Le parole del papa in merito sono dure, contengono un giudizio per chi “fa finta di essere cristiano e ha una doppia vita”: costui compie il male, anche se appare come benefattore della chiesa perché dona beni e denaro rubato ai poveri o allo stato, cioè alla società. La voce del papa riprende gli ammonimenti durissimi dei padri della chiesa: “Ascoltate, voi tutti che pensate di fare del bene con denaro e ricchezze frutto di ingiustizia e di frode: Cristo non vuole essere nutrito con il frutto dell’ingiustizia”, proclamava Giovanni Crisostomo; e Gregorio di Nissa gli faceva eco: “Non dare a un povero del pane impastato con i singhiozzi dei lavoratori da te sfruttati!”.

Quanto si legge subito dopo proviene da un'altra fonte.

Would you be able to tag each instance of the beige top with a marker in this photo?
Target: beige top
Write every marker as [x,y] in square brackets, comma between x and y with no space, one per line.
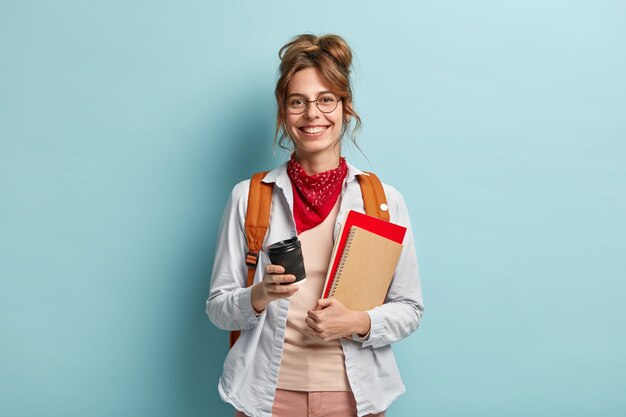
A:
[309,363]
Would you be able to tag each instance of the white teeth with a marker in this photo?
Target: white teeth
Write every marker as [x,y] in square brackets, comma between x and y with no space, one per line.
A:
[313,129]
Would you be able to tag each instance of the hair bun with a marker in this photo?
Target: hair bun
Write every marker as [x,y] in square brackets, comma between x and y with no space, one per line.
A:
[333,46]
[337,47]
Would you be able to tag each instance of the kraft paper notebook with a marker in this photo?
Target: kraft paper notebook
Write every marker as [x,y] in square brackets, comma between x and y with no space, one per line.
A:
[383,228]
[365,270]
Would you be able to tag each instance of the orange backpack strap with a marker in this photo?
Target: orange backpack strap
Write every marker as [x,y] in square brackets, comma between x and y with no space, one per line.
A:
[257,223]
[374,199]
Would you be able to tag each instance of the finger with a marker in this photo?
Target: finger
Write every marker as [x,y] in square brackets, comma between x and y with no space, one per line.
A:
[312,330]
[322,303]
[313,315]
[283,290]
[283,278]
[274,269]
[311,324]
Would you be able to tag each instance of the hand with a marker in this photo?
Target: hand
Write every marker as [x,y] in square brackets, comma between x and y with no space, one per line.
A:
[330,320]
[270,288]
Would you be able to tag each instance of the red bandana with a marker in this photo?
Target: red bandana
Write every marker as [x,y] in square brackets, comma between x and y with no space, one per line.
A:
[314,196]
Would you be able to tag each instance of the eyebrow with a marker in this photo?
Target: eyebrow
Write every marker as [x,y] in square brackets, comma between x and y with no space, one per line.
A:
[304,95]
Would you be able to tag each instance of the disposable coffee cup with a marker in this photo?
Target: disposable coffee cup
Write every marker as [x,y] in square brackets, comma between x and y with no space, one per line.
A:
[288,254]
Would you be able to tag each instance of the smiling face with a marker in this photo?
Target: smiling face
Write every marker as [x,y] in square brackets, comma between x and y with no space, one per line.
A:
[314,134]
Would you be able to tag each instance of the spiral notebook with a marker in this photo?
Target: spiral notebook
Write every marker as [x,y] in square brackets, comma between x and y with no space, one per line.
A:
[389,230]
[365,270]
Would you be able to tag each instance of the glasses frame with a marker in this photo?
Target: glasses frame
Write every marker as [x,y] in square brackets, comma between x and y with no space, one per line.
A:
[317,104]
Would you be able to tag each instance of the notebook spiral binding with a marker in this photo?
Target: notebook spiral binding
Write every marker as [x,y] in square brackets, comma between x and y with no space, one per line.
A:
[344,258]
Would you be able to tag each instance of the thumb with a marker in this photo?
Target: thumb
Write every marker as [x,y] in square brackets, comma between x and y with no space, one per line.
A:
[322,303]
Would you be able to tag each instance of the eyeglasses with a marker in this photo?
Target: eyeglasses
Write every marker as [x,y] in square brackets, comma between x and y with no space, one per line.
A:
[326,103]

Papa Francesco predica sì la misericordia, ma non persegue alcuna eresia “bonaria”: annuncia la grazia caro prezzo, le esigenze radicali del vangelo. Certo, non è tentato dall’intransigenza contro la società e il mondo attuale, perché sa che Dio ama questo mondo-umanità tanto quanto condanna il mondo come assetto di potere, ingiustizia, falsità. È questo che Francesco chiama mondanità; è questa mondanità che Gesù ha condannato con forza e per la quale ha chiesto di non pregare.